Durch Für und Wider verdeutlichte er sich in Gedanken, wie die [66] Mönche alles so schön, zuverlässig und übersichtlich notiert hatten, weil die Uhr sie nicht hetzte, wie aber nichts darauf hindeutete, daß sie sich einmal über eine Nachtigall oder die knorrigen Akazien gefreut hätten, daß sie etwa gern Muskatwein tranken und – wenn sie ihn getrunken hatten – sich hinaus, hinweg wünschten, zu lustigen Freunden oder um ein Mädchen singen zu hören.

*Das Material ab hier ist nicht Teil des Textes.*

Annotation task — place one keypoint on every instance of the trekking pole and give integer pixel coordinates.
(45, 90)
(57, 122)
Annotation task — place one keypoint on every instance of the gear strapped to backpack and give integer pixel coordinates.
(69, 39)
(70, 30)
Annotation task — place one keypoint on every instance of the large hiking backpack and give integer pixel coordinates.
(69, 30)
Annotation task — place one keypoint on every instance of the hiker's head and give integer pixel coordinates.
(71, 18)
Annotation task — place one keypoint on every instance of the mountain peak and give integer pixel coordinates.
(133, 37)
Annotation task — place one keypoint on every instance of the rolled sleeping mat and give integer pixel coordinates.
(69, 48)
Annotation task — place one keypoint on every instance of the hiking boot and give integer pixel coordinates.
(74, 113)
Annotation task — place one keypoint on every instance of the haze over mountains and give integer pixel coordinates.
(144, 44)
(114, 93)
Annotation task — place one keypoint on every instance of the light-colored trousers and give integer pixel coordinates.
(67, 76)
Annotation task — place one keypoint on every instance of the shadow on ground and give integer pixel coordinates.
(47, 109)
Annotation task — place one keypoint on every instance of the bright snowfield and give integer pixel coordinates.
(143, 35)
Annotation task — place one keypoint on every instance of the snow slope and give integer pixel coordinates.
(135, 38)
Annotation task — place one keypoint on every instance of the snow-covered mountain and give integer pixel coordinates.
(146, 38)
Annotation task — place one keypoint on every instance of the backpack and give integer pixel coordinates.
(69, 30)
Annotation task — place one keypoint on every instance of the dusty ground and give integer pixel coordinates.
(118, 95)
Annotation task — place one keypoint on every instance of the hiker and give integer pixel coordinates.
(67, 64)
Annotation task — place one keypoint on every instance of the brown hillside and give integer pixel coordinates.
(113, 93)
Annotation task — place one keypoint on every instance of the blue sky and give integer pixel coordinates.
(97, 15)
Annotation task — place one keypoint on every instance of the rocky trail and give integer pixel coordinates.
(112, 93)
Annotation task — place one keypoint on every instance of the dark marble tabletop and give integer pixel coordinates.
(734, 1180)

Manchmal erwachte in dem Rentmeister auch jene Neigung zum Zeichnen, welche seiner Jugend so viel Kurzweil und Anerkennung verschafft hatte, jenes warme Vergnügen an unbestimmbaren Farben oder Formen. Er entdeckte, wie anmutig in ihrer einfachen unsymmetrischen Bauweise die eiserne Galerietreppe wirkte; oder seine Feder, welche Zahlen betreffend Nutz- und Schirrholz addierte, irrte plötzlich ab, aufs Löschblatt, wo sie verfallene Mühlen mit Strohdächern und Erlenbüschen zu bilden begann. Bis der Archivar es inne ward, wie ein ertappter Schuljunge zusammenzuckte und dann um so beschleunigter weiteraddierte.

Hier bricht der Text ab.